A few more tenets from Collins' presentation:
• The only mistakes you learn from are the ones you survive.
• Is premium pricing a strategy or a core value? Don’t confuse low price with low costs. If you can’t control prices, you must control costs.
• The question is not good luck or bad, but what you do with the luck you have. Successful companies and leaders use their luck as defining moment; over-performing when good luck occurs, and using bad luck to make themselves better (if they survive).
• As leaders, are we responsible for our performances? Or do we attribute it to things we didn’t do, factors outside our control. Admundsen and Scott faced the same challenges, with vastly different results.
In conclusion, Collins left attendees with 11 questions to work on, one per month. He said, “I don’t promise they will make you great, I do promise they will make you better.”
1. Do we truly want to build a great enterprise, and are we willing to do what it takes?
2. Do we have the right people on the bus and in the key seats?
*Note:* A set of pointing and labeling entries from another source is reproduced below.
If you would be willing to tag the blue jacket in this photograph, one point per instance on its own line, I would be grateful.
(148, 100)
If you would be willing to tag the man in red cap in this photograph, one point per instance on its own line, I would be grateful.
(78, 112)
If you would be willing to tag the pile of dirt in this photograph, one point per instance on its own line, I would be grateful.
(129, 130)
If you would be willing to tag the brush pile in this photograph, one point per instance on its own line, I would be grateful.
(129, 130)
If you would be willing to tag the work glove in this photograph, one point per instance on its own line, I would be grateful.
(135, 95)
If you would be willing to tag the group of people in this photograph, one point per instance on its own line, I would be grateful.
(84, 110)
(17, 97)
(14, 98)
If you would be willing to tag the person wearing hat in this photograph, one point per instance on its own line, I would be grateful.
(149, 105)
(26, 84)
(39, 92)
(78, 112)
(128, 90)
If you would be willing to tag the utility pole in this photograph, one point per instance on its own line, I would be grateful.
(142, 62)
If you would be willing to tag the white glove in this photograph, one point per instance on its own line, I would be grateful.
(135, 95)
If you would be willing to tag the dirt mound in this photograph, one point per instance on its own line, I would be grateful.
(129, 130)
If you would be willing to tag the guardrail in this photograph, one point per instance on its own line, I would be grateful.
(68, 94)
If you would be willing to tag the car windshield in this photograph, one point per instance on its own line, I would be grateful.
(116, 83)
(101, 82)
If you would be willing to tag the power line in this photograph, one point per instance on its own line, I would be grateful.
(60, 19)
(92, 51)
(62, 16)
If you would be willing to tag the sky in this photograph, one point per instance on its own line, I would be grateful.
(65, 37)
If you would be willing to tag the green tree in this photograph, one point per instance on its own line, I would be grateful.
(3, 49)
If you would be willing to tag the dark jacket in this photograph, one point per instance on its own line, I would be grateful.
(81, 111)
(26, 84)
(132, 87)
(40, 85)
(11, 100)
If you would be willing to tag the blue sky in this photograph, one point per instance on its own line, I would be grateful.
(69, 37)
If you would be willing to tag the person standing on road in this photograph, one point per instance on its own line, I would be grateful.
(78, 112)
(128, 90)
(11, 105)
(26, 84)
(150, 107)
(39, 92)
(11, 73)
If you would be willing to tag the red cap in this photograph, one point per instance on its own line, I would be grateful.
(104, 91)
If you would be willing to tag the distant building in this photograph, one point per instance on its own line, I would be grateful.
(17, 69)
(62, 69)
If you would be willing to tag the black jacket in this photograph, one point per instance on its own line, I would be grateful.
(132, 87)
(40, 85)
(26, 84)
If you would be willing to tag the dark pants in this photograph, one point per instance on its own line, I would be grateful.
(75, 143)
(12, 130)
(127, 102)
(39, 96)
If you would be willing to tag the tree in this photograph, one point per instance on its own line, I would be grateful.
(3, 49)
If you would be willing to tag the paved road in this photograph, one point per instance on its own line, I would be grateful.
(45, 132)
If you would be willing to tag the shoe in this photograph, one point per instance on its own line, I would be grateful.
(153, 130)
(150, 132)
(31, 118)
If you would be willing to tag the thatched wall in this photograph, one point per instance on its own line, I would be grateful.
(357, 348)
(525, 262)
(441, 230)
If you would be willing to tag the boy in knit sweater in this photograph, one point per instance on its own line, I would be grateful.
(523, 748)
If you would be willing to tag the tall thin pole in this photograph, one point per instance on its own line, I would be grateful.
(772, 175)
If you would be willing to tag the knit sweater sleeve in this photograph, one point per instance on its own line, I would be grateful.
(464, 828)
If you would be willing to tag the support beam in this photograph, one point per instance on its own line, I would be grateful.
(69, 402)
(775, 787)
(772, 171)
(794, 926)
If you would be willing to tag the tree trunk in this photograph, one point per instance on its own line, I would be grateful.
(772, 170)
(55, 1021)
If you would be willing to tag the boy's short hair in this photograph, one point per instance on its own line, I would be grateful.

Also, what are your key seats? Next year, ensure 95% of your seats are filled with the right people. Of the 10 most important decisions you’ll ever make, seven should be people-oriented.
3. What are the brutal facts?
4. What is our pep talk? What can we truly be the best (and un-replaceable) at, for which we have unbounded passion? When we get knocked down, a smaller and smaller percentage get up stronger. Those who do get back up have great passion; it was never just a business.
5. What is our 20-mile march?
6. Where should we place our big bets based on empirical creativity? True creativity begins at age 50; creative powers are always there, but after we mess up, a lot we know a lot more.
7. What do we need to change to be more consistent with our core values?
8. What is our 10-25-year BHAG? Preserve values, sustain progress.
9. What could kill us, and how can we protect ourselves from it? Can you manage to get to a point where you could manage to go a year without revenues?
10. Have both a "to-do" list and a "stop-doing" list. If you have more than three priorities, you don’t have any.
11. How can we increase our ROL (return-on-luck)? The greatest kind of luck is “who” rather than "when.” Getting a high return on luck is honoring relationships; pay back mentors by mentoring. Make yourself into "who” luck for a young leader.